Edmonds-Karp uses breadth-first search as follows
find all paths from source to sink with BFS
for each path
find the maximum flow that can flow through that path
augment the path and increase the total flow
Augmenting a path means saturating its capacity \( c \) with a running flow \( f_p \le c \). The following code implements Edmonds-Karp with an adjacency list on the graph of the previous image
#include <iostream>
#include <vector>
#include <list>
#include <queue>
using namespace std;
struct Edge {
int u; // Origin
int v; // Destination
int weight; // Capacity
int flux; // Current flux
};
class Graph {
public:
Graph(int V) : source(-1), sink(-1) {
adjacencyList.resize(V);
numberOfVertices = V;
}
void addEdge(int u, int v, int w) {
adjacencyList[u].push_back({ u, v, w, 0 });
}
void setSource(int s) {
source = s;
}
void setSink(int s) {
sink = s;
}
int maximumFlow() { // Edmonds–Karp
int maximumFlow = 0;
vector<Edge*> parentEdges(numberOfVertices, nullptr);
deque<int> bfsQueue;
// Do a BFS to find every path from source to sink
bfsQueue.push_back(source);
while (bfsQueue.empty() == false) {
int current = bfsQueue.front();
bfsQueue.pop_front();
for (auto& edge : adjacencyList[current]) {
parentEdges[edge.v] = &edge;
bfsQueue.push_back(edge.v);
if (edge.v == sink) {
// A path was found from source to sink
// Find the maximum flow on this path
int maxFlow = numeric_limits<int>::max();
auto parentEdge = parentEdges[edge.v];
while (parentEdge != nullptr) {
maxFlow = min(maxFlow, parentEdge->weight - parentEdge->flux);
parentEdge = parentEdges[parentEdge->u];
}
maximumFlow += maxFlow;
// Augment the entire path
parentEdge = parentEdges[edge.v];
while (parentEdge != nullptr) {
parentEdge->flux += maxFlow;
parentEdge = parentEdges[parentEdge->u];
}
}
}
}
return maximumFlow;
}
private:
vector<list<Edge>> adjacencyList;
int numberOfVertices;
int source, sink;
};
int main() {
Graph graph(7);
graph.addEdge(0, 1, 3);
graph.addEdge(0, 4, 10);
graph.addEdge(1, 3, 10);
graph.addEdge(1, 2, 7);
graph.addEdge(4, 5, 5);
graph.addEdge(5, 6, 4);
graph.addEdge(2, 6, 1);
graph.setSource(0);
graph.setSink(6);
cout << "Maximum flow: " << graph.maximumFlow(); // 5
return 0;
}Bipartite Matching
A bipartite graph is a graph whose vertices can be divided into two independent sets such that every edge \( (u,v) \) either \( u \) belongs to the first one and \( v \) to the second one or vice versa. A bipartite graph satisfies the graph coloring condition, i.e. has no odd-length cycles. Bipartite matching is the problem of finding a subgraph in a bipartite graph where no two edges share an endpoint.

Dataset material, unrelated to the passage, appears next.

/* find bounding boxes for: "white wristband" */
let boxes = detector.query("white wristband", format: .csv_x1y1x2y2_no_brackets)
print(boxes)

An example is the following graph
each edge has a weight of 1 although different weights could also be used to indicate the fitness of a particular node of the left set for a node in the right set (e.g. job fitness / skills / affinity). The same maximum flow algorithm can also be used to find the bipartite matching graph since it coincides with the maximum flow through the network. The graph first has to be modified in order to include neutral (1-weighted per edge) source and sink nodes
After this modification the same algorithm can be applied to obtain a maximum flow of 2 (i.e. two nodes of the left set are suitable to be associated with nodes of the right set).